Les récits de l'irruption de Dieu dans la vie des femmes et des hommes sont parmi les plus forts et les plus poétiques de l'Ancien et du Nouveau Testament. L'appel se fait de multiples façons, tout comme la proposition et le dialogue entre le Créateur et les créatures sont multiples.
Le Concile a redécouvert le caractère profondément biblique du terme « vocation », qui était tombé dans l'oubli ecclésial pendant des siècles. Toutefois, plus de soixante ans plus tard, cette prise de conscience semble encore enfermée dans l'encre des documents officiels. La pratique pastorale, les intentions de prière, les discours plus ou moins communs des paroisses et des associations continuent imperturbablement à écraser l’itinéraire vocationnel dans le binôme « mariage ou consécration pour le Royaume ». Lorsqu'il s'agit d'aider les jeunes à trouver leur propre voie, l'Eglise semble incapable de sortir du schéma habituel.
Et les autres, et surtout les autres ? Celles qui ne sont pas mariées, qui ne sont pas religieuses, qui n'ont pas d'enfants : Dieu ne s'est-il pas tourné vers elles ? Ou sont-elles seules parce qu'elles sont trop paresseuses pour le suivre ? Tout ce qu'elles font et génèrent dans leur vie - au travail, dans les relations, avec les amis et les affections - est-il un substitut à l'unique vocation qu'elles n'ont pas pu assouvir ?
Le doute de porter une culpabilité indéterminée vient à ceux et celles qui se sentent exclusivement représentés et désignés comme des consacrés ou des conjoints ratés. Et il ne suffit pas de faire amende honorable de la part de prêtres diligents et de groupes bien intentionnés avec des projets de rendez-vous - réels et virtuels - pour faire se rencontrer les personnes seules et les célibataires catholiques.

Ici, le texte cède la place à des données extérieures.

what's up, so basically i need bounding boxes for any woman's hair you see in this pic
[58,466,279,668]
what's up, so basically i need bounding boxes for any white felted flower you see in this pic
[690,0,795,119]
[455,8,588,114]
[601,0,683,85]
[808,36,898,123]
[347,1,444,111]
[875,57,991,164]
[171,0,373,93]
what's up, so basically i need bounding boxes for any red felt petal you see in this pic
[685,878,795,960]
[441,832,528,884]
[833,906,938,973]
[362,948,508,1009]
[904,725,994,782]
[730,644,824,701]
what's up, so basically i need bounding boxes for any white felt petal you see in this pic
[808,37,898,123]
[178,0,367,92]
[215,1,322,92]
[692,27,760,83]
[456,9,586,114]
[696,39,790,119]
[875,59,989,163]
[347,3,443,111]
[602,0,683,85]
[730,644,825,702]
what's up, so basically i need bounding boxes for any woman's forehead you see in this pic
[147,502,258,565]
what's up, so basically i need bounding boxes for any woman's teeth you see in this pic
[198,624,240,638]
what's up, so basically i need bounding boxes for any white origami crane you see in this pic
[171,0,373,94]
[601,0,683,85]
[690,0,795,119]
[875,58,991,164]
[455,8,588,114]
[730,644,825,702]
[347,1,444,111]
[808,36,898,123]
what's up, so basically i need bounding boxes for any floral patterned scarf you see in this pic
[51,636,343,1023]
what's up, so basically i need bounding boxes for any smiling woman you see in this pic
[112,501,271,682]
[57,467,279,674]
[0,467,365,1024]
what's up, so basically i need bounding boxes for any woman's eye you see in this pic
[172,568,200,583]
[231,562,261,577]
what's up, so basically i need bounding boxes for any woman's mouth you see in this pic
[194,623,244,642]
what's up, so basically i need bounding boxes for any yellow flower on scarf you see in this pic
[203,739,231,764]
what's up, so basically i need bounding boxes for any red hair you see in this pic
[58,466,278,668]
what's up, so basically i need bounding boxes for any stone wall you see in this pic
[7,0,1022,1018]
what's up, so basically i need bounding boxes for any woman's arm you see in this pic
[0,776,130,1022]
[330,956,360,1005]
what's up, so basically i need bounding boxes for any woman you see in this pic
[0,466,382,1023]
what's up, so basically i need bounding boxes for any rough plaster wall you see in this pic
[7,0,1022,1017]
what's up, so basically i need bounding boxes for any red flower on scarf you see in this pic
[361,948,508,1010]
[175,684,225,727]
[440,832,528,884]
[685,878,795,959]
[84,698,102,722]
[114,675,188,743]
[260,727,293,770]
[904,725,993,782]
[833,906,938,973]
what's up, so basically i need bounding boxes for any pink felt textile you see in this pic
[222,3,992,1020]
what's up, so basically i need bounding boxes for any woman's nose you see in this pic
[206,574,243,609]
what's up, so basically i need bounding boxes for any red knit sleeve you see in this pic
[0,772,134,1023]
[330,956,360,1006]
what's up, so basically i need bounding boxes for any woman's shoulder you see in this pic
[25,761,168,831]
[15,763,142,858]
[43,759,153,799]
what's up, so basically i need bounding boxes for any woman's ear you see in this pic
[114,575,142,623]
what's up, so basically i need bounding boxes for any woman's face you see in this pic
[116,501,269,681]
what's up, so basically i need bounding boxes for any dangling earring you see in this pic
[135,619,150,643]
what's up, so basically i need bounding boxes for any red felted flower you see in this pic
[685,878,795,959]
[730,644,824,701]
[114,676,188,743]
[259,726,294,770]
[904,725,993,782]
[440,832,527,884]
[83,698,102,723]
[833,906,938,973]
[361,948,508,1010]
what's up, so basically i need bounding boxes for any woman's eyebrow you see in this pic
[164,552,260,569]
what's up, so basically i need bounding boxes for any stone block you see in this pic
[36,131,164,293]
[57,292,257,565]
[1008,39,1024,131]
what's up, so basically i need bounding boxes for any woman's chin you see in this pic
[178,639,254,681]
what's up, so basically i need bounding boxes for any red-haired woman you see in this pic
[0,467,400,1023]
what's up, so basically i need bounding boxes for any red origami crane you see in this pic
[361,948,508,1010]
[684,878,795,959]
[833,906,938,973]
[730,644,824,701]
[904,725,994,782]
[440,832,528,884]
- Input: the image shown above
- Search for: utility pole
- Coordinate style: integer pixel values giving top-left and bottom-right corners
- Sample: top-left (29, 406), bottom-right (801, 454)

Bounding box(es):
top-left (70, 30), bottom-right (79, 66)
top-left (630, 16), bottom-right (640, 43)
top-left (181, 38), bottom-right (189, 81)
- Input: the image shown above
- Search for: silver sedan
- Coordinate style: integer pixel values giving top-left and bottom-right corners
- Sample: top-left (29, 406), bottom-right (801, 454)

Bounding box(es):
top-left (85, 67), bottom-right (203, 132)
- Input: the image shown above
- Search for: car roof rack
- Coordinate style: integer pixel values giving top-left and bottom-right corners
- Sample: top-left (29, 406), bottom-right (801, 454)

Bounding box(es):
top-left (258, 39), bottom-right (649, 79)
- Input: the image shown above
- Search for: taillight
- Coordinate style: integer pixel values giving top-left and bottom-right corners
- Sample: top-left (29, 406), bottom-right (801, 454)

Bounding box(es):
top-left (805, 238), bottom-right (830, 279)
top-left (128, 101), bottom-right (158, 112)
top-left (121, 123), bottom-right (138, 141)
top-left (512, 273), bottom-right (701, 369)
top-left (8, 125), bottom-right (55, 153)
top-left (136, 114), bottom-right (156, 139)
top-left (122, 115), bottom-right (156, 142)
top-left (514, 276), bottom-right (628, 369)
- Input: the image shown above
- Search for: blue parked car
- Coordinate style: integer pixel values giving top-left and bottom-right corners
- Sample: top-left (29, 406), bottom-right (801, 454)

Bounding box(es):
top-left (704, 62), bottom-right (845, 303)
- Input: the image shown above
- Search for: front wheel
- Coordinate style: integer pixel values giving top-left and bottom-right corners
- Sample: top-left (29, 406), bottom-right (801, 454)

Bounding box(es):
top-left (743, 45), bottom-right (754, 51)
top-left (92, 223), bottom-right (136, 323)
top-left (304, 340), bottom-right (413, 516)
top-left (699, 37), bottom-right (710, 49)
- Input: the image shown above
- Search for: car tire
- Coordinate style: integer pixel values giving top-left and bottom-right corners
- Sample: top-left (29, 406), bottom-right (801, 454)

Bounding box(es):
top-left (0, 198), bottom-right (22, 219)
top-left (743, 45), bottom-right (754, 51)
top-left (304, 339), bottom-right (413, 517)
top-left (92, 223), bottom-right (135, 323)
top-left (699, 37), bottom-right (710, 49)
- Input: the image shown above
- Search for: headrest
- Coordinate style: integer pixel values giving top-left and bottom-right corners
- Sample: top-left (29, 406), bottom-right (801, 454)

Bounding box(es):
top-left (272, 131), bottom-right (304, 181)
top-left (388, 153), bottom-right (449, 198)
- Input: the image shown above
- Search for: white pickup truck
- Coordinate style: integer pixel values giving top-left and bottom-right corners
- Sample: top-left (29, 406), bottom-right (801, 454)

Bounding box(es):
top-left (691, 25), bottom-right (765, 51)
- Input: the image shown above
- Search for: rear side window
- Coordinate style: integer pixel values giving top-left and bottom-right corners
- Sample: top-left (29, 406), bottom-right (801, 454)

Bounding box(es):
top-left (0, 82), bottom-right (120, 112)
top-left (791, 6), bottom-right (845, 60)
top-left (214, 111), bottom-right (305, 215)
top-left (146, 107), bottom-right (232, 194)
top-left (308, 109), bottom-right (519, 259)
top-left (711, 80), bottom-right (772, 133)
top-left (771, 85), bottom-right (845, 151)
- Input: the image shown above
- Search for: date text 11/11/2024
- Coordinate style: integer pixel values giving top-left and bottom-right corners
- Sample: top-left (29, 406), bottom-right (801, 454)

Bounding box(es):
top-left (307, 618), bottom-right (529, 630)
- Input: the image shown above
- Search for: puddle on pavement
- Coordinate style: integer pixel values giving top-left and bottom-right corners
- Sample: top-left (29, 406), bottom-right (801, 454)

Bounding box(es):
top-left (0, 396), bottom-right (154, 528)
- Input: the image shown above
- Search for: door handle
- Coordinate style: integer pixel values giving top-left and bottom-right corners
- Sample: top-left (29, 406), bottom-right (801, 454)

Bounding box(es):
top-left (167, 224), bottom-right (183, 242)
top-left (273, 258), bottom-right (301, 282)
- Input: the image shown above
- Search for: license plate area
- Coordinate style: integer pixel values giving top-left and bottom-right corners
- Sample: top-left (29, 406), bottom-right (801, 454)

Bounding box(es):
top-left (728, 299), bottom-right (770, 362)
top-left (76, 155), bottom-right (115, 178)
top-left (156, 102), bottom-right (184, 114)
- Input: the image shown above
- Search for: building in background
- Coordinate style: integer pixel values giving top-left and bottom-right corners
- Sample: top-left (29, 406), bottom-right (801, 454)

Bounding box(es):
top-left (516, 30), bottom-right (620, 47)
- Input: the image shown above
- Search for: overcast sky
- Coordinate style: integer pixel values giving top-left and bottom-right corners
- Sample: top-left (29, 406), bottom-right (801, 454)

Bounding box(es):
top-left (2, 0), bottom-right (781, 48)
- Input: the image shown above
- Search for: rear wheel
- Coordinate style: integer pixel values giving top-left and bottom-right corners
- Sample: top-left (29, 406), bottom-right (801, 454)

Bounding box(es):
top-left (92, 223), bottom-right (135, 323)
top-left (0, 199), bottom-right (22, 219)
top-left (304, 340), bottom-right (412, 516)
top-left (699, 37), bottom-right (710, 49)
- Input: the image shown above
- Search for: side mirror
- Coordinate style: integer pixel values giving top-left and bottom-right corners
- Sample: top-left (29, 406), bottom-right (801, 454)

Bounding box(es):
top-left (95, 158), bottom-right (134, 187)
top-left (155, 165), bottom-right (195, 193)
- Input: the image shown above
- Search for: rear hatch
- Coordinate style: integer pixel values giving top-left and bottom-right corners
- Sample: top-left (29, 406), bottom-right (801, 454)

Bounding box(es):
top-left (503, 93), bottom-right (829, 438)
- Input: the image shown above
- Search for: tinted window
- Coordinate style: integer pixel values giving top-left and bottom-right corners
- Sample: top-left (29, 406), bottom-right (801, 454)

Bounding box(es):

Il serait plus utile d'investir du temps et des ressources dans une réflexion approfondie sur la vocation – en paraphrasant le Pape François, la recherche de la place unique dans le monde, pensée et rêvée par Dieu pour chacun – et les états de vie. Deux concepts qui ne se recoupent pas nécessairement. Et peut-être essayer de penser que pour beaucoup de femmes et d’hommes, le célibat est la conséquence de la prise au sérieux d'un sacrement – celui du mariage – compris non pas comme un désir abstrait de s'unir à quelqu'un, mais seulement à celui ou celle avec lequel deux chairs, deux histoires, deux vies, peuvent ne faire qu'une sans s'annuler.
Lucia Capuzzi
Journaliste à «Avvenire»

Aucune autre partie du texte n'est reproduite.